La raccolta differenziata ad Aosta supera l’80% e scendono i costi per le utenze

Nella simulazione del Comune, introducendo la ripartizione intermedia del 50/50, il costo degli svuotamenti aggiuntivi del rifiuto residuo diminuisce. Per le famiglie passa da circa 0,083 euro a 0,074 al litro, per le utenze non domestiche scende da circa 0,084 a 0,023.
La raccolta dei rifiuti ad Aosta
Comuni

Il riparto “classico” della raccolta dei rifiuti ad Aosta, nel 2025, si è rovesciato. Se fino all’anno precedente, infatti, il 60 per cento dei rifiuti conferiti proveniva dalle utenze domestiche – quindi dalle case dei provati cittadini –, ora siamo all’opposto. Questa cifra, il 60 per cento, arriva ora dai conferimenti delle utenze non domestiche. In pratica, da quelle commerciali.

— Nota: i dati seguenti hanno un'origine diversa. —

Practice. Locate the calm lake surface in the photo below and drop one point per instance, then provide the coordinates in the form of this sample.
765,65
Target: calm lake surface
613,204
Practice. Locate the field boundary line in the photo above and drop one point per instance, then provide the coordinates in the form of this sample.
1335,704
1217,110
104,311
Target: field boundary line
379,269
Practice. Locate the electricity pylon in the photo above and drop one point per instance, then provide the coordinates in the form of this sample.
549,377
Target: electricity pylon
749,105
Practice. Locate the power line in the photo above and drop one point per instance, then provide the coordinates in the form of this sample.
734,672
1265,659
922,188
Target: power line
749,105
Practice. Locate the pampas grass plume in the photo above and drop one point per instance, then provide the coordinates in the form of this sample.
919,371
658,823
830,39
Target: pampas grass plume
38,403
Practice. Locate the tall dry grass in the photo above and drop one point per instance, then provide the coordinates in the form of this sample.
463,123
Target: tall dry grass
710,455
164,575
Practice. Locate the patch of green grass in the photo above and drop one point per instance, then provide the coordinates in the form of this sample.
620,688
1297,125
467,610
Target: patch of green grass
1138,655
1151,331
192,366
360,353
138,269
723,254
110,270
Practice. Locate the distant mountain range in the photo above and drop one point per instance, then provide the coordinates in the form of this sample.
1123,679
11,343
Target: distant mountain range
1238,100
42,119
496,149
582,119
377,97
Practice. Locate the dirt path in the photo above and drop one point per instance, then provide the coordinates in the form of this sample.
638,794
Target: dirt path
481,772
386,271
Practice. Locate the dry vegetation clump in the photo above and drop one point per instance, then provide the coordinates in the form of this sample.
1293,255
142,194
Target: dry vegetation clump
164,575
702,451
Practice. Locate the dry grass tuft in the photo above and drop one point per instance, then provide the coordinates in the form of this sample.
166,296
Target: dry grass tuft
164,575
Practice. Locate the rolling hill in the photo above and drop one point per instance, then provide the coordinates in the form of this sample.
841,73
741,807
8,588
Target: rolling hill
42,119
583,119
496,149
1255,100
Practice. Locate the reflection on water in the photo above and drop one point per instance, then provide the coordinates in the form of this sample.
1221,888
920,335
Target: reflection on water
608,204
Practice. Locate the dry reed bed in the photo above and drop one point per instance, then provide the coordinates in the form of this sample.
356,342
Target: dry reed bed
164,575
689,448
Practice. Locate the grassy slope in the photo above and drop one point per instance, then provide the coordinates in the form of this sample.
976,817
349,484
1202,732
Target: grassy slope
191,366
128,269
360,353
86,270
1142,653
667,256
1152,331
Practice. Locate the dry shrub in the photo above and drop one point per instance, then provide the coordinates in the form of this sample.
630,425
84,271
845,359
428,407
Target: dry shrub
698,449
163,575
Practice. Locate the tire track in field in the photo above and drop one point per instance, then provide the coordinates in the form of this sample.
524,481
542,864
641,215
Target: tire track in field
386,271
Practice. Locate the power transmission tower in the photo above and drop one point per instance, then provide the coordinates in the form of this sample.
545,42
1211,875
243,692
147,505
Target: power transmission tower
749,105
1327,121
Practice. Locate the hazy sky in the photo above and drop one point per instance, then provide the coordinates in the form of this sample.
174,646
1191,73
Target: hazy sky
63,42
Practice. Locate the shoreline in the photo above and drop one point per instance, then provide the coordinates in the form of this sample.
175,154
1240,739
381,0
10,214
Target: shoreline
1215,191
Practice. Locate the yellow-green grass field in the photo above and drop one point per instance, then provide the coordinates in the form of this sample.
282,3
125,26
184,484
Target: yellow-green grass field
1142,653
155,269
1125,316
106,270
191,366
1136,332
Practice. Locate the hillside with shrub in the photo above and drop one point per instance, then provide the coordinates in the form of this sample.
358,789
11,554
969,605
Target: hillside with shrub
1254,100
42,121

Per questo, il Comune di Aosta ha ritoccato la ripartizione tra costi fissi e variabili, come ha spiegato durante i lavori della quarta Commissione consiliare “Affari istituzionali” il sindaco Raffaele Rocco.

“Nel 2025 c’è stato un capovolgimento – ha detto in aula –. Infatti, quasi il 60 per cento dei conferimenti arriva da utenze non domestiche e circa il 40 da quelle domestiche. Questo significa che la ripartizione tra i costi fissi e quelli variabili necessita di una revisione. Gli Uffici l’hanno ipotizzata Sulla quota fissa, per le utenze domestiche e quelle non domestiche è stata lasciata la ripartizione storica, dal momento che l’intero sistema dei rifiuti è montato per questo. Sulla parte variabile si è deciso di non seguire la nuova ripartizione ma introdurne una intermedia, ovvero del 50 e 50”.

Cosa significa? Rocco spiega: “È una scelta fatta perché per le utenze domestiche è stata registrata una riduzione media del 5,98 per cento. Con la ripartizione del 60/40 la riduzione dei costi sarebbe stata sensibilmente maggiore, ma il problema sono le quote a carico delle attività produttive che sarebbero letteralmente esplose, anche del 30 per cento per alcune. Abbiamo optato per il 50/50 con aumenti solo per alcune categorie. Tolte alcune attività, come la ristorazione al 10 per cento, il resto vede degli aumenti non così rimarchevoli”.

Un esempio: “L’importo del conferimento aggiuntivo, per le utenze non domestiche, passa da 0,083 euro al litro allo 0,074. Questo abbatte l’ammontare per quelle non domestiche da 0,084 a 0,023 euro al litro”. Tradotto: il costo degli svuotamenti aggiuntivi del rifiuto residuo diminuisce. Per le famiglie passa da circa 0,083 euro a 0,074 euro al litro, mentre per le utenze non domestiche scende da circa 0,084 euro a 0,023 euro al litro.

“Visto che aumentano i conferimenti delle attività produttive, abbiamo già avviato le interlocuzioni per migliorare il servizio di raccolta e gestione dei per questi utenti – ha aggiunto il Sindaco –. E, soprattutto, vogliamo migliorare le comunicazioni sugli svuotamenti aggiuntivi ed il funzionamento del sistema, dato che possono costituire un aggravio tariffario non limitato. Questa è una delibera che cerca di equilibrare l’esigenza di coperture dei costi tra tutti i cittadini, cercando di venire incontro alle utenze domestiche e a quelle produttive. È vero che parliamo di una tassa, ma cerchiamo così di governare il sistema attraverso un punto di equilibrio”.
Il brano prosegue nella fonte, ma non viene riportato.